Earlier this month E.J. Schultz of AdAge wrote about Kraft’s plan to revive Jell-O:
“For Kraft Foods Group, J-E-L-L-O has spelled disappointment of late. The brand — once known for fun advertising starring the likes of Jack Benny and Bill Cosby — has struggled to find its identity in recent years, while marketing reductions have been met with sales declines.”
Mr. Schultz was focused on revival of the business, apparently not the revival of something trademark types might wonder about, namely, whether the plan is designed to avoid trademark genericide, since many would include the brand name on any Trademark Genericide Watch list.

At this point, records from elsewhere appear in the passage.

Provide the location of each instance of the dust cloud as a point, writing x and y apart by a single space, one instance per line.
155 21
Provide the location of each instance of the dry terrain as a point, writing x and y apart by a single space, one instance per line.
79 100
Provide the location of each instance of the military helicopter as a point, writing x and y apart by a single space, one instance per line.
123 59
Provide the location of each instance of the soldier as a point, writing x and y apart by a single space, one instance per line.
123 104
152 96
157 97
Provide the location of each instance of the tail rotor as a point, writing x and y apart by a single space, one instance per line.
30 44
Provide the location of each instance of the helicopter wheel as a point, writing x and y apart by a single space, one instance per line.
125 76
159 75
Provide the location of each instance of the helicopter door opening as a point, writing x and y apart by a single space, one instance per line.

With that introduction, do you notice anything different about the new product packaging for Jell-O set forth above? Trademark types with a keen eye will because something is missing.
I’ve used Jell-O packaging examples for years to illustrate the legal tactic of including the word “brand” in close association with the brand name to help influence meaning and consumer understanding that the Jell-O name is a brand, not generic (gelatin dessert).
I’ll typically explain that the brand managers employing this kind of tactic must have nervous trademark types behind the scenes working overtime to prevent trademark genericide.
These previous examples of Jell-O packaging illustrate the explicit “brand” reinforcement tactic:
So, does the fact that the word “brand” appears to have vanished from the new Jell-O packaging indicate the responsible trademark types are no longer concerned about genericide?
If so, is there survey data to support a more relaxed approach? If not, how long before the next kind of revival becomes necessary?